Following up on the politically charged jailing of oil tycoon Mikhail Khodorkovsky, a wave of scam e-mails in the style of Nigeria's notorious spammers have been popping up in inboxes from Moscow to Kentucky.

But instead of impassioned pleas by dead African dictators' aides to move millions of dollars overseas, the appeals appear to come from the inner circle of the man who was once Russia's richest.

"Dear friend, I got your reliable contact from my husband's business diary ..." begins one letter from "Leila Khodorkovsky," claiming to be the billionaire's wife — whose actual name is Inna.

The letter requests assistance investing $45 million of the tycoon's money and promises compensation.

Another is signed by "Larissa Sosnitskaya," who describes herself as a personal treasurer to Khodorkovsky, seeking a beneficiary for a similar sum that she intends to use "to relocate to the American continent and never to be connected to any of Mikhail Khodorkovsky conglomerates."

While their details — and often grammar — are muddled, the Khodorkovsky-themed spam highlights the notoriety of his case and his eight-year sentence on tax and fraud charges, which critics called Kremlin revenge for his sponsoring of opposition parties.

Worth some $15 billion before his arrest at gunpoint on a Siberian airfield in 2003 — and currently an inmate of a bleak prison colony on Russia's border with China — Khodorkovsky was an obvious choice for the authors of the Nigerian-style spam, experts say.

"This is a well-developed business — they choose what is up-to-date," said Yevgeny Altovsky, who coordinates a UNESCO-backed anti-spamming program in Moscow.

"The main thing is it has to involve some kind of rich person," he said. "If a major court case against Bill Gates were to start tomorrow, I'm sure he would appear in these messages."

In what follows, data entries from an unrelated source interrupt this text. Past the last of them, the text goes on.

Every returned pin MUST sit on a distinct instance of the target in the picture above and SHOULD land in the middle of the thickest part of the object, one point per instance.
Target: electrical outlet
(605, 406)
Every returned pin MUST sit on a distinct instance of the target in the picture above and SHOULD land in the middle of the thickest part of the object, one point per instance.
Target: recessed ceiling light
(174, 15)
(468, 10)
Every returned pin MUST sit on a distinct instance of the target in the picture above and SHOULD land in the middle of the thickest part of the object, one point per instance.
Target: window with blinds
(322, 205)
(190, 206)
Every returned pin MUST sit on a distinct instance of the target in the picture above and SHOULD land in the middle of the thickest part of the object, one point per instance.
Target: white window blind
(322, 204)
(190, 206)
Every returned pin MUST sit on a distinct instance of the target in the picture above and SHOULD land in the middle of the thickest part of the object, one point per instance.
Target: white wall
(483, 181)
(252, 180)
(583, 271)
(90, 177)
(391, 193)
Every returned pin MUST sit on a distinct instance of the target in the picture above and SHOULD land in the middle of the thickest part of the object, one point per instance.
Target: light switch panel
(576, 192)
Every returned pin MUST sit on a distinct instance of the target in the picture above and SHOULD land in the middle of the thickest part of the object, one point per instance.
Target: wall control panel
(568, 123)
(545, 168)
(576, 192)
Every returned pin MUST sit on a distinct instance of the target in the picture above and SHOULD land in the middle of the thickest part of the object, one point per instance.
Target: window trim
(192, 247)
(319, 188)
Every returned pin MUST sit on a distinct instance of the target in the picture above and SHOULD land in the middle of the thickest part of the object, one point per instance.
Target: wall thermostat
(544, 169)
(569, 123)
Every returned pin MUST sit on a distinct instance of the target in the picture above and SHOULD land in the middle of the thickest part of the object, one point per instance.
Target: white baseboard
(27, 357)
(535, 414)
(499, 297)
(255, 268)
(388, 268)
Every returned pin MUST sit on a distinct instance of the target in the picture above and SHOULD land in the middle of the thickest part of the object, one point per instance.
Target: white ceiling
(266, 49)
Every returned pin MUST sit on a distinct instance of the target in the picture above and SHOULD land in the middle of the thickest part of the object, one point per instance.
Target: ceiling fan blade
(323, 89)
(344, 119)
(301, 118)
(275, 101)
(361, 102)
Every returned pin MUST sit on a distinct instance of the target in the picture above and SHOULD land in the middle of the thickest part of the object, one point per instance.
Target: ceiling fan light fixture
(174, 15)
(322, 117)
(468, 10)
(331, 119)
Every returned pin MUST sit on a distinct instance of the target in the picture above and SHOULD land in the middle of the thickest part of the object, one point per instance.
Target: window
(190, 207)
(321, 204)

Yukos spokeswoman Claire Davidson declined to comment on why spammers might have selected Khodorkovsky and the company he founded as subject matter.

"They aren't being issued from within the company," she said, referring to one letter in circulation allegedly signed by Bruce Misamore, Yukos' former chief financial officer.

While versions of the letter from Khodorkovsky's managers have been sent in Russian, Altovsky said Russian Internet users are wise to such scams and were unlikely to be fooled.

Indeed, the Russian market for spam differs widely from the more aggressive U.S. fare of online casinos, porn sites and erectile dysfunction drugs, and is used primarily by small and medium businesses as a means to advertise. Nonetheless, the Russian practice causes some $30 million a year in damages from traffic costs, Altovsky said.

Nigeria — globally recognized as a base for criminals exploiting the reach of the Internet — said in October that it is considering making spamming a criminal offense that could land senders of unsolicited e-mails in jail for three years.

Africa's most populous country is known for its "advance fee" scammers — criminals scouting for victims by sending millions of unsolicited e-mails with false proposals around the world.

Among the most common are e-mails proposing to share portions of dead African dictators' ill-gotten estates in exchange for an advance payment to help move the money overseas. The scammers keep the "fees" while victims receive nothing.

Khodorkovsky's case was accompanied by a sweeping back tax investigation at his Yukos oil company that eventually saw its main production unit sold in a disputed auction and eventually ending up in state hands.

Yukos managers have since fled Russia as their colleagues were jailed and arrested in the continuing probe.